Capacity and Qualifications of Arbitrators
Challenge of Arbitrators
Composition of Arbitral Tribunal
Arbitrators and Arbitral Tribunals
Jurisdiction and Powers of the Courts in Matters of Arbitration Generally

As part of Delos TagTime’s Season 2 with Dr Kabir Duggal and Amanda Lee, Dr Stephan Wilske† discussed the topic of “The Phenomenon of the Ailing Arbitrator and Its Consequences”.[1] This blog post summarizes Dr Wilske’s presentation, which considered issues relating to the appointment of the ailing arbitrator, including the approaches adopted by courts and tribunals in dealing with challenges of arbitral awards entered by ailing arbitrators, and the regulatory frameworks available to preempt such a problem.


In the wider context of arbitration, the appointment of the arbitrator is one of the most significant decisions to be made. This process is guided by the traditional requirements that arbitrators be impartial and independent, that they possess the necessary expertise, experience, and qualifications, and, in some cases, that they fit certain nationality requirements. More recently, the requirement of the availability of the arbitrator has come into focus to ensure that arbitrations can be heard in a manner allowing the case to be brought to a rapid conclusion. However, another important requirement, that of ensuring the physical and mental fitness of potential arbitrators, has been less discussed. This is troubling owing to the delay and legal recourse that may be possible against an award entered by an arbitrator deemed to be physically or mentally unfit.

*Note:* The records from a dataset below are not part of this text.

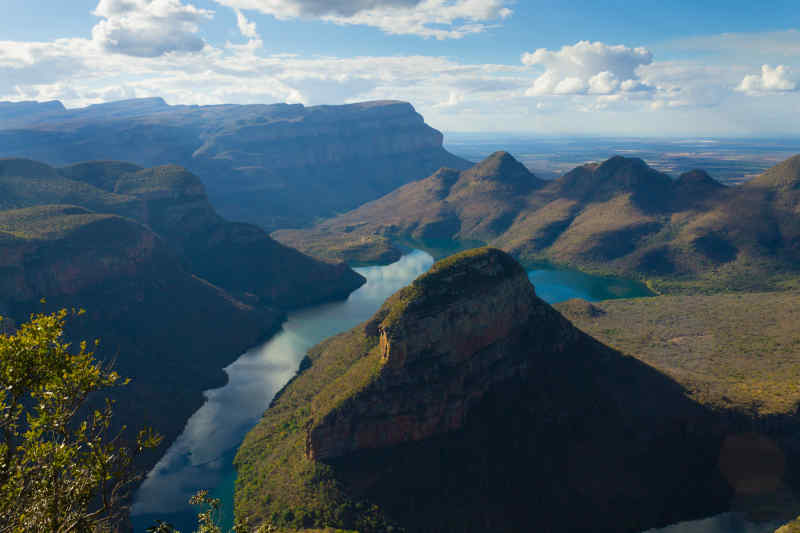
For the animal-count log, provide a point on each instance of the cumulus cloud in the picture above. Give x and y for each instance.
(247, 28)
(148, 28)
(439, 19)
(771, 80)
(587, 68)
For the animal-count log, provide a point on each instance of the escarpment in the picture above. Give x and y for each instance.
(272, 165)
(468, 404)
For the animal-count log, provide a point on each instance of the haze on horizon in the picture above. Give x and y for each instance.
(636, 68)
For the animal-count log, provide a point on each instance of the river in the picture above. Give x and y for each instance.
(202, 456)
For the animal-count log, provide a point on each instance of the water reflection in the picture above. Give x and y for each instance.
(724, 523)
(202, 455)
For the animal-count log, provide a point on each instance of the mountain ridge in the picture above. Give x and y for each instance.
(273, 165)
(469, 360)
(617, 217)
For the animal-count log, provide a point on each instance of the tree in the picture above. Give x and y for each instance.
(208, 518)
(62, 466)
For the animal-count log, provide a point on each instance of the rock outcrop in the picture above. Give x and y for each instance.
(443, 343)
(620, 217)
(274, 165)
(468, 404)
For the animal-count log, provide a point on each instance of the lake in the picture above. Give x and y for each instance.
(202, 456)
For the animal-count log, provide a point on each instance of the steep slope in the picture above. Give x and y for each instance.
(468, 404)
(274, 165)
(619, 216)
(171, 201)
(478, 204)
(159, 324)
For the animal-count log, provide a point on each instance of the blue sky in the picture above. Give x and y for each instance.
(607, 68)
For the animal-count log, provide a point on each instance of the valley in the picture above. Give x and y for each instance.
(670, 349)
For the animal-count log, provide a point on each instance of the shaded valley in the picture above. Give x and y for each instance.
(687, 234)
(159, 273)
(275, 165)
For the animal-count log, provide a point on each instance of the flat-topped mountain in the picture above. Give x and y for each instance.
(468, 404)
(274, 165)
(619, 216)
(172, 202)
(174, 291)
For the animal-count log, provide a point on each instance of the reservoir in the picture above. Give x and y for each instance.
(202, 456)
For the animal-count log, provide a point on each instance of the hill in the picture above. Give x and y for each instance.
(468, 404)
(157, 322)
(616, 217)
(273, 165)
(174, 291)
(172, 202)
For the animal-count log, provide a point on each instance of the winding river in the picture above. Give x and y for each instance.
(202, 456)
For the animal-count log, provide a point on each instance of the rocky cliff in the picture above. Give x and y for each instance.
(157, 323)
(274, 165)
(440, 352)
(172, 202)
(468, 404)
(690, 234)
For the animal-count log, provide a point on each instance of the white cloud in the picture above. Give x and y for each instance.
(771, 80)
(440, 19)
(148, 28)
(586, 67)
(247, 28)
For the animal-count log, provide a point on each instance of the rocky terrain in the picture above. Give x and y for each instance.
(620, 216)
(468, 404)
(273, 165)
(173, 291)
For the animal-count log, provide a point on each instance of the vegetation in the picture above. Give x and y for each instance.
(731, 351)
(690, 235)
(284, 488)
(62, 467)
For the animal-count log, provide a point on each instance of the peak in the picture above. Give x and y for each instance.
(501, 167)
(784, 175)
(697, 177)
(485, 263)
(155, 101)
(26, 168)
(617, 162)
(460, 276)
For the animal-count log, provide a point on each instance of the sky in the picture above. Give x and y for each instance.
(601, 67)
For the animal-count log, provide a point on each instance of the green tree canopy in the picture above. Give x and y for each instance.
(62, 466)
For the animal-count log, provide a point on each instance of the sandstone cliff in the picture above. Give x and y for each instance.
(468, 404)
(621, 217)
(274, 165)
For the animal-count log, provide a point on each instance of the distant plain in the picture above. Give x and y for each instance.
(730, 161)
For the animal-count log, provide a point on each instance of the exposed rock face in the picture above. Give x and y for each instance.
(467, 404)
(171, 201)
(274, 165)
(439, 355)
(620, 217)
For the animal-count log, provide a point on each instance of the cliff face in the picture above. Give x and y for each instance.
(468, 404)
(439, 356)
(240, 258)
(158, 323)
(273, 165)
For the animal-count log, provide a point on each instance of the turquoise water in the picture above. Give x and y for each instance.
(202, 456)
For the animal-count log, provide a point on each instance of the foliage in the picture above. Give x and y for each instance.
(731, 351)
(62, 468)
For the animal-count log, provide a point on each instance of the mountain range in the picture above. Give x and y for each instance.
(616, 217)
(174, 291)
(275, 165)
(466, 403)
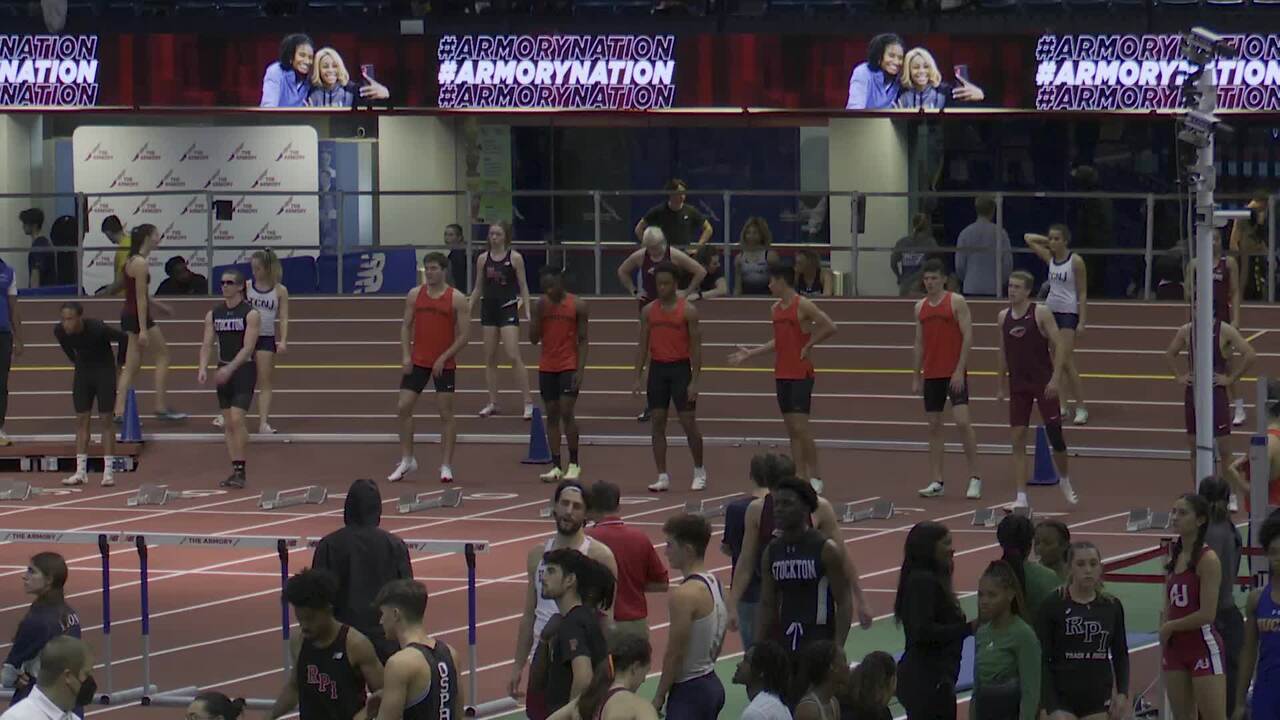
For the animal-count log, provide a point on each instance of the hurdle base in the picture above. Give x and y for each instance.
(182, 697)
(127, 696)
(490, 707)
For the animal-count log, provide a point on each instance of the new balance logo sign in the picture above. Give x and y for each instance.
(369, 277)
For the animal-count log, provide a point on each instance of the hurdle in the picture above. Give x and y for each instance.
(414, 501)
(877, 510)
(282, 499)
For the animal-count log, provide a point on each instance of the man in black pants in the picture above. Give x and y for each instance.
(799, 568)
(364, 557)
(333, 664)
(87, 343)
(236, 324)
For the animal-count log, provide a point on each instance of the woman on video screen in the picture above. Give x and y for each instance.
(332, 86)
(923, 86)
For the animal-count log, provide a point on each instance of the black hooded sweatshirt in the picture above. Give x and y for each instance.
(364, 557)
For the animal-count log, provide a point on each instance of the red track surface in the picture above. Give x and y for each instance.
(215, 611)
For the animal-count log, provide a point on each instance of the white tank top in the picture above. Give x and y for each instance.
(268, 305)
(545, 609)
(707, 636)
(1061, 287)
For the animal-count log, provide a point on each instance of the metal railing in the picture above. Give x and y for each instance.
(855, 231)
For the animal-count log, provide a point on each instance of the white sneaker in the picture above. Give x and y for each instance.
(1068, 491)
(974, 491)
(932, 490)
(405, 466)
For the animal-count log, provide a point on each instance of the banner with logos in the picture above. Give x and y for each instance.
(630, 72)
(168, 177)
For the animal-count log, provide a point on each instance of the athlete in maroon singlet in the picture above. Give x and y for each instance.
(1192, 654)
(1233, 356)
(437, 320)
(653, 253)
(1031, 360)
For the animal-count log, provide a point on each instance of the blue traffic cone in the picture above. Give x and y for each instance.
(1045, 473)
(132, 431)
(539, 450)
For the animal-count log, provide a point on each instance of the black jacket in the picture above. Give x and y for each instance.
(362, 556)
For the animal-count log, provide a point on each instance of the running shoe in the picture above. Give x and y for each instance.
(405, 466)
(932, 490)
(1068, 491)
(974, 491)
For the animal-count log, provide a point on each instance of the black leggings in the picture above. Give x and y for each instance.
(5, 361)
(924, 695)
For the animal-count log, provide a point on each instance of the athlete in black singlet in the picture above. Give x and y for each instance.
(421, 680)
(334, 665)
(236, 324)
(804, 593)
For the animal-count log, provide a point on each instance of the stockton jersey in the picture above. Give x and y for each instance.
(803, 589)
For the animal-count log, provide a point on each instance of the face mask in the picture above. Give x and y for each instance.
(87, 692)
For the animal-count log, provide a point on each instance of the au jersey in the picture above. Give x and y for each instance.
(801, 588)
(440, 698)
(231, 323)
(329, 688)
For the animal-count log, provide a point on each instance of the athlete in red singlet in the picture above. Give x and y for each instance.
(1228, 295)
(671, 346)
(653, 253)
(944, 336)
(558, 322)
(798, 327)
(435, 318)
(1031, 360)
(1192, 652)
(1233, 356)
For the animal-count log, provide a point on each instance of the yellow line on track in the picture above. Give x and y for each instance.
(629, 369)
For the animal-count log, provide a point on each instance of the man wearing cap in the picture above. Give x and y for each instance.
(680, 222)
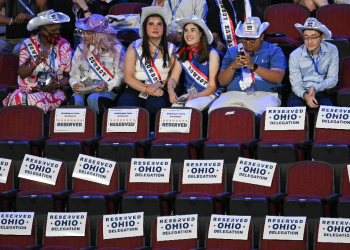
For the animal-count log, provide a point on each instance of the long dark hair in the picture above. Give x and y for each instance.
(203, 51)
(146, 53)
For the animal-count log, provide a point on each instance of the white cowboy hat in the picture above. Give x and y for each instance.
(147, 11)
(46, 18)
(313, 24)
(196, 20)
(251, 28)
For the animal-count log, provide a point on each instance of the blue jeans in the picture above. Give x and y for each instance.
(93, 99)
(321, 97)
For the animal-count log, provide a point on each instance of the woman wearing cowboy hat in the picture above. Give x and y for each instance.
(45, 62)
(200, 63)
(98, 63)
(148, 64)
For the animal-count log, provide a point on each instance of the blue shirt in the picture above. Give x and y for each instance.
(303, 74)
(269, 56)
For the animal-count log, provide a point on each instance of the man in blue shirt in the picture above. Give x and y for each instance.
(313, 66)
(250, 70)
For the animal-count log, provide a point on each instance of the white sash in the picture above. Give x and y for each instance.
(95, 64)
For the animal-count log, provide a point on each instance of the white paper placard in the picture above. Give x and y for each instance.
(122, 225)
(40, 169)
(333, 117)
(5, 165)
(284, 228)
(65, 224)
(283, 118)
(254, 172)
(93, 169)
(177, 227)
(70, 120)
(202, 171)
(122, 120)
(229, 227)
(16, 223)
(150, 170)
(175, 121)
(334, 230)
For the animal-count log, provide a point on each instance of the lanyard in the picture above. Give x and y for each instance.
(173, 11)
(25, 6)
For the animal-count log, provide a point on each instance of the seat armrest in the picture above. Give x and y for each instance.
(252, 143)
(115, 195)
(170, 195)
(331, 198)
(198, 142)
(277, 197)
(63, 194)
(146, 142)
(39, 141)
(223, 196)
(92, 141)
(10, 194)
(34, 247)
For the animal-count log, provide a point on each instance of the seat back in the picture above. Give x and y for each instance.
(90, 126)
(282, 18)
(77, 242)
(241, 187)
(195, 128)
(61, 183)
(180, 244)
(128, 242)
(9, 63)
(287, 135)
(127, 8)
(311, 178)
(80, 185)
(21, 241)
(23, 122)
(223, 124)
(232, 244)
(284, 244)
(336, 17)
(142, 126)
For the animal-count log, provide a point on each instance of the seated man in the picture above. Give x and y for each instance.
(250, 70)
(313, 66)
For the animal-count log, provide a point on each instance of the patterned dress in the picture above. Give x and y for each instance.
(44, 100)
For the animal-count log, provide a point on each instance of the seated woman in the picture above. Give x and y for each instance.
(45, 62)
(97, 65)
(148, 64)
(200, 63)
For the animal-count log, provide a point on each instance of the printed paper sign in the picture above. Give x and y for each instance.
(229, 227)
(254, 172)
(175, 121)
(202, 171)
(334, 230)
(70, 120)
(177, 227)
(40, 169)
(333, 117)
(284, 228)
(65, 224)
(122, 225)
(150, 170)
(122, 120)
(281, 118)
(5, 165)
(16, 223)
(93, 169)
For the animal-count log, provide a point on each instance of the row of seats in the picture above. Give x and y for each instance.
(137, 242)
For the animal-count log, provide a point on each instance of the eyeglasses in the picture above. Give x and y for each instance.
(251, 40)
(311, 38)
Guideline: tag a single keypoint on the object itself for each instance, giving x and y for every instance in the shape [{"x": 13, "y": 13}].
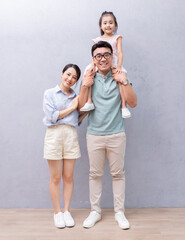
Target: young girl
[
  {"x": 108, "y": 27},
  {"x": 61, "y": 147}
]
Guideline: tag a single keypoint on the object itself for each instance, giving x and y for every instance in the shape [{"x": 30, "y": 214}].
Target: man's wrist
[
  {"x": 83, "y": 85},
  {"x": 125, "y": 81}
]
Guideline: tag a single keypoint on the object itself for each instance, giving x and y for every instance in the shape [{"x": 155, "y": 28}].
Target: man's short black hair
[{"x": 101, "y": 44}]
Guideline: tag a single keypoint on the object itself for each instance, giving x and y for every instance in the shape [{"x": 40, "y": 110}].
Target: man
[{"x": 105, "y": 132}]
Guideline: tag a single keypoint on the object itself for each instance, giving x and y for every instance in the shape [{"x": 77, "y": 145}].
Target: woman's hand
[
  {"x": 118, "y": 69},
  {"x": 75, "y": 102}
]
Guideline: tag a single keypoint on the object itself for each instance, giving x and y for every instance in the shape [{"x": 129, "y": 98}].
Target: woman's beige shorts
[{"x": 61, "y": 142}]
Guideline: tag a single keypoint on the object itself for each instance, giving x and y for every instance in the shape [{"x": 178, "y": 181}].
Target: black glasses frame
[{"x": 99, "y": 56}]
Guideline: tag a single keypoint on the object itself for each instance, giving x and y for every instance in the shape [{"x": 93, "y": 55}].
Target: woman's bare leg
[
  {"x": 67, "y": 175},
  {"x": 55, "y": 167}
]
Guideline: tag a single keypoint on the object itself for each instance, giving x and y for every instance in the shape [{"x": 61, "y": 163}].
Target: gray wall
[{"x": 37, "y": 38}]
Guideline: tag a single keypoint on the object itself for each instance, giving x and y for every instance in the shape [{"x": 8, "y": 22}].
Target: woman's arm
[
  {"x": 54, "y": 114},
  {"x": 67, "y": 111}
]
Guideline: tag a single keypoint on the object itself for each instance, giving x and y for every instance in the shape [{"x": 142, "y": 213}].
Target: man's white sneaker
[
  {"x": 93, "y": 218},
  {"x": 87, "y": 107},
  {"x": 69, "y": 221},
  {"x": 125, "y": 113},
  {"x": 59, "y": 220},
  {"x": 122, "y": 221}
]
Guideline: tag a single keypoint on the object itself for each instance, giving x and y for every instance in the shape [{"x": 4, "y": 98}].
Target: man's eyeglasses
[{"x": 99, "y": 56}]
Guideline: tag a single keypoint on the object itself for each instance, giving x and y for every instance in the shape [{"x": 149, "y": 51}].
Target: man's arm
[
  {"x": 87, "y": 81},
  {"x": 129, "y": 93}
]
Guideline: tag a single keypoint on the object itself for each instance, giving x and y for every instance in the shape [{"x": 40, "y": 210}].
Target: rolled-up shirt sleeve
[{"x": 49, "y": 108}]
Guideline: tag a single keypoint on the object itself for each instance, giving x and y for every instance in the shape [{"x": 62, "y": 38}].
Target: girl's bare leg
[
  {"x": 89, "y": 96},
  {"x": 122, "y": 95}
]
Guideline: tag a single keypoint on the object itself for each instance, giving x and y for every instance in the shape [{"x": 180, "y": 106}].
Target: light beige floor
[{"x": 146, "y": 224}]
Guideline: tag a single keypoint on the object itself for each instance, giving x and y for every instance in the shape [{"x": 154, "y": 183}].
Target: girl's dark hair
[
  {"x": 78, "y": 71},
  {"x": 100, "y": 21}
]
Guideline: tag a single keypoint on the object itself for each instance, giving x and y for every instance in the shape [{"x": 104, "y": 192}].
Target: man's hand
[{"x": 88, "y": 78}]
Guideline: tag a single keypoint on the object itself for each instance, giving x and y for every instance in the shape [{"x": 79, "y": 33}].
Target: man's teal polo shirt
[{"x": 106, "y": 118}]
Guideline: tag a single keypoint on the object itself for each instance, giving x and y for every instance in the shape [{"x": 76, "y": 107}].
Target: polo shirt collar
[{"x": 58, "y": 89}]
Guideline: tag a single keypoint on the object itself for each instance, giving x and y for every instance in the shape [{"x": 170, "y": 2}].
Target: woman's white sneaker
[
  {"x": 59, "y": 220},
  {"x": 122, "y": 221},
  {"x": 92, "y": 219},
  {"x": 69, "y": 221}
]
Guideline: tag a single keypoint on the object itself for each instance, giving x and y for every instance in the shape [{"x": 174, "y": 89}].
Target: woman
[{"x": 61, "y": 145}]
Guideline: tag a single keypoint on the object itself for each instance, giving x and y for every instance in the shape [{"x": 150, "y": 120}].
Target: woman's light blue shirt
[{"x": 54, "y": 101}]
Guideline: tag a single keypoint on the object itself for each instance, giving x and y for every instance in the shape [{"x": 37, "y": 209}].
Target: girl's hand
[
  {"x": 75, "y": 102},
  {"x": 92, "y": 69},
  {"x": 118, "y": 70},
  {"x": 119, "y": 77}
]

Several courts have been faced with such problems, considering the impact of an arbitrator dealing with issues such as inoperable brain tumors and serious hearing problems on the validity of an arbitral award.

The US District Court for the Northern District of Iowa was faced with such a question in the case of Dustex Corp. v. Board of Trustees of the Mun. Electric Utility of Cedar Falls.[2] The presiding arbitrator there was criticized as having suffered from a “significant hearing disability” that caused him to ignore numerous legal objections and miss witness testimony. [He] did not have the “cognitive ability” to recognize the parties or attorneys even after several days of hearings; did not take notes or look at the exhibits in the highly technical case; misstated evidence; and repeatedly appeared to doze off during the proceedings.[3]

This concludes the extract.